Esos manojos de papeles amontonados en las esquinas de la casa ancestral, en sillas o en la gran mesa de caoba anticuada, son hojas de cuadernos llenos de una letra menuda, muy apretada, y si se les llevaba al rostro, olían a romero endulzado con hojuelas de laurel y astillas de roble.
“El romero templa, conforta y salva el cerebro de las pasiones locas,” decía un viejo tratado de alquimia. Unas ramitas bajo la almohada, dar un dormir sosegado.
Ahora miro los pliegos rancios. Toda una larga vida está ahí, entre esa letra desordenada e imperceptible. Abro el balcón y la brisa zángana que esperaba hace tiempo tras los vidrios, penetra ahora suelta, a raudales y alegre. Bienvenida sea.
Los terrados suelen ser atalayas del alma, promontorios donde en noches languidecidas y cubiertas de insomnio, asomamos nuestro cansancio interior. No es nada nuevo, siempre ha sido así en el correr de los tiempos en el largo caminar del ser humano.
Esta noche el balcón se hallaba en brumas y todos los ruidos de la cercana autopista se habían disipado. Pocas veces sucede, pero en esta ocasión se estaba bien allí.
La cercana discoteca de las hijas de Lesbos tenía cerradas ya sus puertas inflamadas de amores lúcidos y excitantes, mientras los alborotados recogelatas de la esquina se fueron disipando dejando en el ambiente placentero el sosiego de la suave calma interior que llegaba a la vereda.
Era la hora clara de la ensoñación y de cerrar los ojos; también el momento de soltar la imaginación delirante y casi casquivana.
Es curioso lo que puede hacer un balcón eremita en medio de las tinieblas de la noche rasgada en sombras.

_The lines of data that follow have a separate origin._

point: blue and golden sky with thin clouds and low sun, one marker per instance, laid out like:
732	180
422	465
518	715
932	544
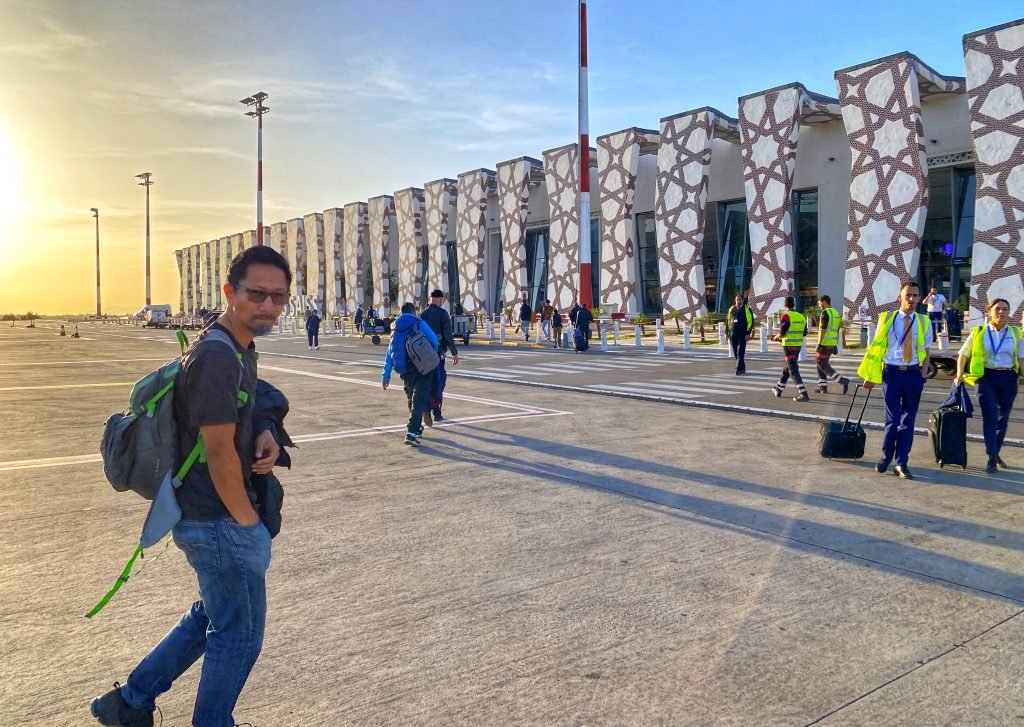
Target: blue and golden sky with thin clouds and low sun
366	99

Sobre él van desfilando, para bien o mal, los espíritus que nos atormentan y caminan a nuestro lado en una interminable procesión, cortejo de aleluyas y comedias donde uno al final, es simplemente espectador ante el gran teatro de la existencia mundana.
En esa suelta complicación de aprensiones interiores, no era el momento de leer “El Horla”, el relato maestro y pavoroso de Guy de Maupassant que dormitaba sobre la almohada.
Era mejor creer que nos hallábamos en los campos ondulantes de nuestra desembocada infancia mirando el tiempo desdoblarse ante las confusas y dilatadas evocaciones del aliento primerizo.
Lejos de la ventana hendida se alzaba un campo gris bajo un cielo color plomizo. Era todo lo que cubría los ojos, ahora débiles de tanto mirar sin ver.
En lontananza, los álamos desnudos, el castaño seco, la higuera estéril, las paredes de la casa mantenidas con clavos de aislamientos, se envolvía en luz tenue de luna creciente.
Ya no había nada de obligada retención, estaba quejumbroso y todo eran a razón de ese paisaje trasmontano, casi mustio en la remembranza de la mirada.
Los papeles apretujados continúan allí. Ellos mismos se harán polvo de olvido o sombra pasajera.